By this time her son had struck a light, and each was able to look on
the other's face. The unnatural strength, the result of excitement, was
fast leaving the sick man. The light revealed him helplessly leaning
on the couch where his wife had lain. His face was ashen in color, and
he was gasping for breath. Tenderly they carried him back to his bed,
and he was too weak now to do more than quietly lie upon it and gaze
at them. After replenishing the fire, and looking at the little ones
that were sleeping in the outer room, they shaded the lamp, and sat
down at his bedside, while the mother asked her son many eager questions
as to his escape. He told them how he had struggled through the snow
till almost exhausted, when he had been overtaken by a farmer with a
strong team, and thus enabled to make the journey in safety.

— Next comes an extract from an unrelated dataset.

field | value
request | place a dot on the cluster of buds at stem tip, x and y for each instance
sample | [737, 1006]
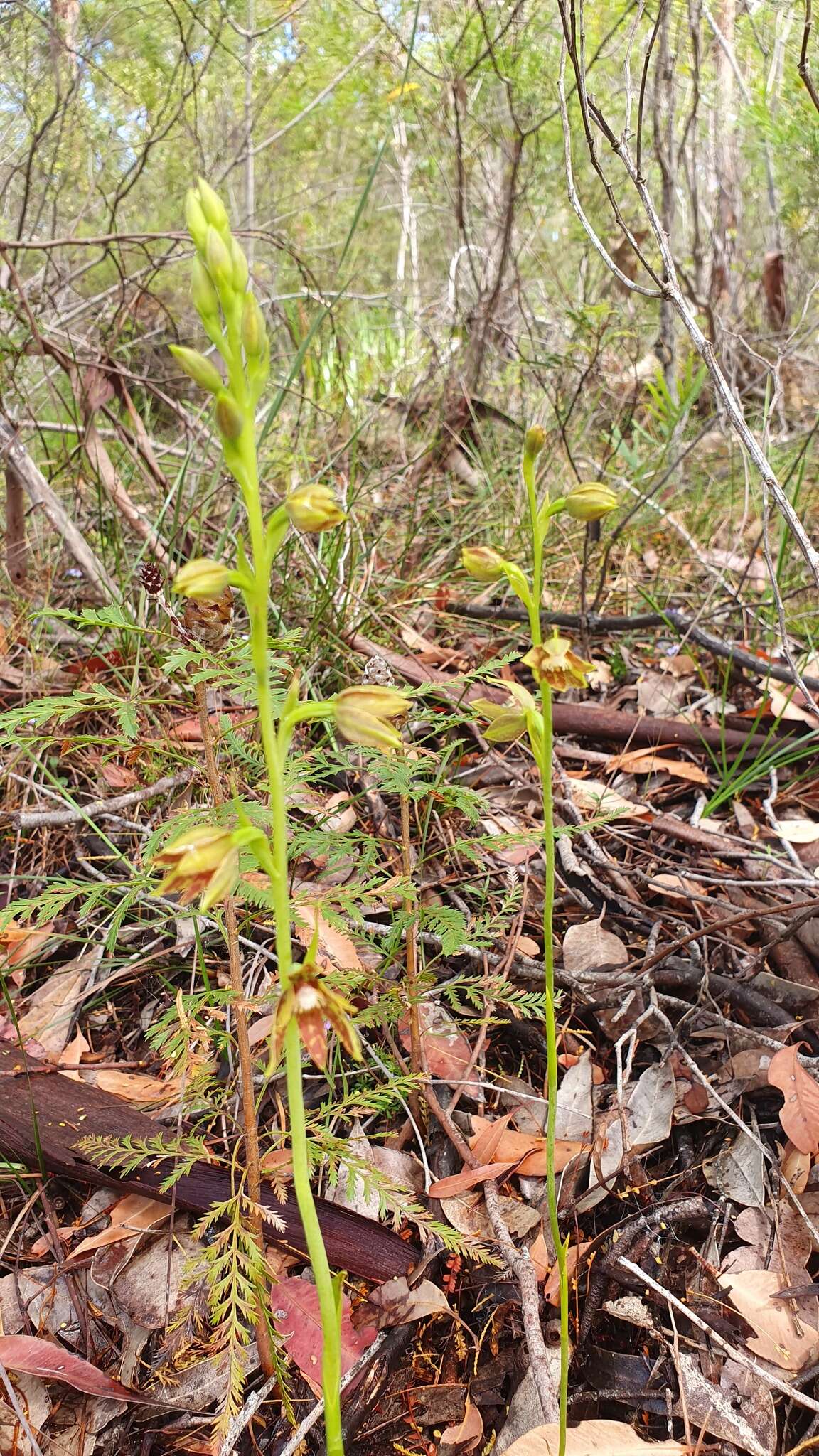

As the sick man looked and listened, his face grew softer and more
quiet in its expression.

Then the young man, remembering, said: "I bought the medicines you
wrote for, mother, at Bankville. This, the druggist said, would produce
quiet and sleep, and surely father needs it after the excitement of
the evening."

The opiate was given, and soon the regular, quiet breathing of the
patient showed that it had taken effect. A plain but plentiful supper,
which the anxious mother had prepared hours before, was placed upon the
kitchen table, and the young man did ample justice to it; for, the
moment the cravings of his heart were satisfied in meeting his kindred
after absence, he became conscious of the keenest hunger. Toiling
through the snow for hours in the face of the December storm had taxed
his system to the utmost, and now he felt the need of food and rest.